Heal Your Church WebSite


Teaching, rebuking, correcting & training in righteous web design.

Screen-Scraper, the Application

Aggregation via RSS files is cool, but sometimes you just need a good-old fashioned screen scraping to get the data you want out of a particular web site. This usually means hauling out your favorite computer language and hurting yourself with regular expressions until your brain bleeds black ink.

Enter an interesting little open source tool, appropriately named “screen-scraper and screen-scraper.com.”

screen-scraper is a tool used to extract data from web sites, and consists of two main parts. The first is a proxy server that can be run locally in order to view in plain text the contents of web pages. The second is an engine that can be easily configured (by geeks) to extract information from web sites, handling such tasks as authentication to a site, following redirects, and automatic handling of cookies.

screen-scraper also has the ability to be run as a server, which allows for it to be invoked from external applications written in a variety of languages. The current suppported languages are Java, PHP, and any COM-friendly language such as Visual Basic or ASP.

Huh? What? Yo, Dean, I thought you were going to do a site review?! Yeah, me too. But work-work is busy … so is a redesign for a friend’s site. More on the later … uh later.

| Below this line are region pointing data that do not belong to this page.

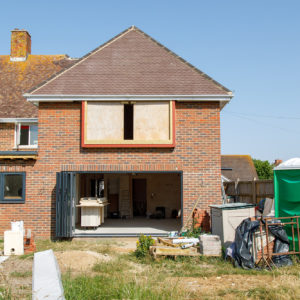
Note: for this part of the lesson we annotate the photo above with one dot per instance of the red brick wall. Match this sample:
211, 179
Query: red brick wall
7, 136
197, 154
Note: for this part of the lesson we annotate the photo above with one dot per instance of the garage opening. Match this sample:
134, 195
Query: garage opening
126, 204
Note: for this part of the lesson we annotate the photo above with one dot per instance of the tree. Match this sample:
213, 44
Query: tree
263, 168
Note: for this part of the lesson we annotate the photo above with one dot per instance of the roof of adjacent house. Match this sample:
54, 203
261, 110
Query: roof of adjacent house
238, 167
16, 77
132, 63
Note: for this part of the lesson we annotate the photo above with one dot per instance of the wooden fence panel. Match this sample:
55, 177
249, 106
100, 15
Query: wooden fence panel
249, 191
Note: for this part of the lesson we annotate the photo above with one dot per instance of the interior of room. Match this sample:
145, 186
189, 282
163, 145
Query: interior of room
127, 203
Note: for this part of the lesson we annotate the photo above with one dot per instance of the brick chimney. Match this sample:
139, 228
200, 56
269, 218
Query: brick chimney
277, 162
20, 45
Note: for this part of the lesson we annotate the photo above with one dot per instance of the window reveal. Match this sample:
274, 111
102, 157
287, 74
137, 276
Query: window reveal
27, 135
128, 121
12, 187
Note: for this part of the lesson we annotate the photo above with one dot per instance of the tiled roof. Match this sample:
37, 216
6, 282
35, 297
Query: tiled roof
132, 63
242, 167
16, 77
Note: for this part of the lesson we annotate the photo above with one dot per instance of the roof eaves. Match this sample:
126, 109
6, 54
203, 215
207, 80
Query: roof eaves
77, 62
184, 61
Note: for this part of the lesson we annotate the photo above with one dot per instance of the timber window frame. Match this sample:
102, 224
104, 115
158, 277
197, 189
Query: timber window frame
114, 114
7, 185
26, 135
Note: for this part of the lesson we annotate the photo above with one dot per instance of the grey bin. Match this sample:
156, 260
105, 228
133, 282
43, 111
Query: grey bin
226, 218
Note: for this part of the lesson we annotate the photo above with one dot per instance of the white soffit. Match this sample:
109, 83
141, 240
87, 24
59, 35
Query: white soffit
293, 163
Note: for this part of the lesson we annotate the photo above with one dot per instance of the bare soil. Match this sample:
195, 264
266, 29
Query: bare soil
79, 261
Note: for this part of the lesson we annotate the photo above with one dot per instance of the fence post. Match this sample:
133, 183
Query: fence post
254, 190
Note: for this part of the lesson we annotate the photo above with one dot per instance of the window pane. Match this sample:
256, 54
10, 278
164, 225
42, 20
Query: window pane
128, 122
33, 134
13, 186
24, 135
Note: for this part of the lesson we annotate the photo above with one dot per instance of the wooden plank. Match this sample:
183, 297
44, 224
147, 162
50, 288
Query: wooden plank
170, 251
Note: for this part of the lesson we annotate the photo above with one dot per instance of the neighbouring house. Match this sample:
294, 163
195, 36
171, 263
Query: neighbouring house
238, 167
130, 122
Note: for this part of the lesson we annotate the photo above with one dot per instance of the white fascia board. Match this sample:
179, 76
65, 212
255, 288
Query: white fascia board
70, 98
18, 120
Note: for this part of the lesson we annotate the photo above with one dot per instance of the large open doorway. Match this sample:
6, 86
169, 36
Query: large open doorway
118, 203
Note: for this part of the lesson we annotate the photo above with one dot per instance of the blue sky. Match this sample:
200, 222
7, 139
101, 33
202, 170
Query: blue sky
251, 47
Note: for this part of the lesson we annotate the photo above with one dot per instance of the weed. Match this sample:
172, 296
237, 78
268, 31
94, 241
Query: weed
5, 294
21, 274
25, 256
143, 245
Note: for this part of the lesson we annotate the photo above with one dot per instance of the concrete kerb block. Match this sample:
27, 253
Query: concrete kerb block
46, 278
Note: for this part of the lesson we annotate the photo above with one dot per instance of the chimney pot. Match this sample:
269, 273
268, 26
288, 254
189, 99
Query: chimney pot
20, 45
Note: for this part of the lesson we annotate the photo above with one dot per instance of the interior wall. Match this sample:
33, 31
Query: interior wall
163, 189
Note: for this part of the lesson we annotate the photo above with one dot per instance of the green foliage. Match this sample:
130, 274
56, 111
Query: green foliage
143, 245
263, 168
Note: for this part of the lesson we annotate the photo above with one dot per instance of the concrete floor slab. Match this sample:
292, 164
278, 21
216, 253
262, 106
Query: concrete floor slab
132, 227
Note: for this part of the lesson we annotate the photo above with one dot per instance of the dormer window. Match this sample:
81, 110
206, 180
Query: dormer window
26, 135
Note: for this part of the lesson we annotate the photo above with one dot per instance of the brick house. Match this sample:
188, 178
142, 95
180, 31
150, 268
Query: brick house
131, 122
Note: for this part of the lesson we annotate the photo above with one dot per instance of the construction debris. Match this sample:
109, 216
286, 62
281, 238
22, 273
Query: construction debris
170, 251
210, 245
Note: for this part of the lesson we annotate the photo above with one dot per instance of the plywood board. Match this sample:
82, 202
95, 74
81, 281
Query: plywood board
104, 121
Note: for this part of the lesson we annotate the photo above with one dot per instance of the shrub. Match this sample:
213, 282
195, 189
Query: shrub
143, 245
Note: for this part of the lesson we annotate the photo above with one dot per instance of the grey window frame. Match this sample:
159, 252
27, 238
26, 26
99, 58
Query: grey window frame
12, 200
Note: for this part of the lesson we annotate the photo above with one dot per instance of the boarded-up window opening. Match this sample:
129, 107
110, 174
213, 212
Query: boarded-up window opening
128, 122
24, 138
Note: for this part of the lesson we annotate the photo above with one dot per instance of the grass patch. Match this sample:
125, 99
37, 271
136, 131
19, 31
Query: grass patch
117, 287
25, 256
21, 274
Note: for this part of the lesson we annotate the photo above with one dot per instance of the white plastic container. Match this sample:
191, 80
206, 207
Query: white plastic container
17, 226
226, 218
13, 243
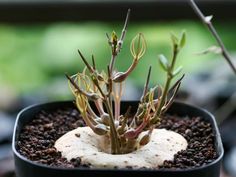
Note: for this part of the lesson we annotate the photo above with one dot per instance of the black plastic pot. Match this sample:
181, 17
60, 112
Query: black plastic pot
27, 168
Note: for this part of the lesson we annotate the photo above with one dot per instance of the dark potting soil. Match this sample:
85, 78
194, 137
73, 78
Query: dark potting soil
36, 141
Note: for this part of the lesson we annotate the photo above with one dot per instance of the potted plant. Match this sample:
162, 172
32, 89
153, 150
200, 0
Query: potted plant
99, 135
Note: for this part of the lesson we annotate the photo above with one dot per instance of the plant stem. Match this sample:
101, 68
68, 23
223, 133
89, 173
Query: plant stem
212, 29
167, 85
115, 143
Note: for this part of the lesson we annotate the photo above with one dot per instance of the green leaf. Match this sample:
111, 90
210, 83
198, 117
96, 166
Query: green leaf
177, 71
182, 40
174, 39
164, 62
212, 49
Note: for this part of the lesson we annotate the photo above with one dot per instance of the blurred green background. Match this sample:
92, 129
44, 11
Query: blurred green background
34, 58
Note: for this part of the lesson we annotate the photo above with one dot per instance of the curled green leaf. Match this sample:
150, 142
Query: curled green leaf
163, 62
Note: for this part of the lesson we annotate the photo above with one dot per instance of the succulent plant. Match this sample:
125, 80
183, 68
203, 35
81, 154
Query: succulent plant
104, 89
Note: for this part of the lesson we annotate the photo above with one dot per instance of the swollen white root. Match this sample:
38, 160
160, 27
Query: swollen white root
94, 150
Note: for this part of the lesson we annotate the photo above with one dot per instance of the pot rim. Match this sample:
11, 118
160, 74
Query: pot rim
217, 135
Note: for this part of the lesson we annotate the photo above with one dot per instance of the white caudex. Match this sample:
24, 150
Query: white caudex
94, 150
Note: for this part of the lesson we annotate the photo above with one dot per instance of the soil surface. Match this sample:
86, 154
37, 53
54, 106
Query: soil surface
36, 141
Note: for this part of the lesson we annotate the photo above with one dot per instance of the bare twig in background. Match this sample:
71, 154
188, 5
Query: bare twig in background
207, 20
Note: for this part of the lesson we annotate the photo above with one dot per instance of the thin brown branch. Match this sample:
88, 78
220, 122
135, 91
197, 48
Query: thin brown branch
213, 31
146, 84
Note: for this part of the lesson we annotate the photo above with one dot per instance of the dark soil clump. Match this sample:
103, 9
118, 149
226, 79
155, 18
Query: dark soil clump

Here is the bottom line. You can use “screen-scraper to pick off information pages that interest you. Moreover, you can use patterns instead of hard-coded data. Meaning, you can identify a tag or some other element who’s text changes daily, but who’s format is generally the same. For example <div class=”datetitle”>16-Jul-2003</div> can be approached found not by looking for 16-jul-2003, but by looking for 2 digits, a dash, three characters, another dash, four more characters, all between a division named datetitle.

Then if you want, you can take the parsed information and shove it into an RSS file for easy aggregation.

Those of you who are married should have your wives complain to my better-half directly for bringing this cool tool to your attention just before the weekend. Let me know if you come up with anything fun and interesting.

3 Comments

  1. Just wanted to mention – and you might want to mention it next time you bring up screen scraping – you have to have permission to re-print material that you scrape off the web. In my understanding, you can’t legally just scrape someones site and print parts of it on your own site without giving proper credit. And in certain circumstances (commercial use) you often must have permission from the author to use even a little of their work – even if you give credit. But it’s usually not hard to get permission – especially if you offer to link a copyright notice to the author’s site. Just remember to ask before taking.

  2. …might also want to mention that this app costs over USD$300… not exactly in keeping with the “free scripts and stuff” feel of this blog, etc.

    - Alister

  3. There is a free version and a pro version. The pro version costs $300+US.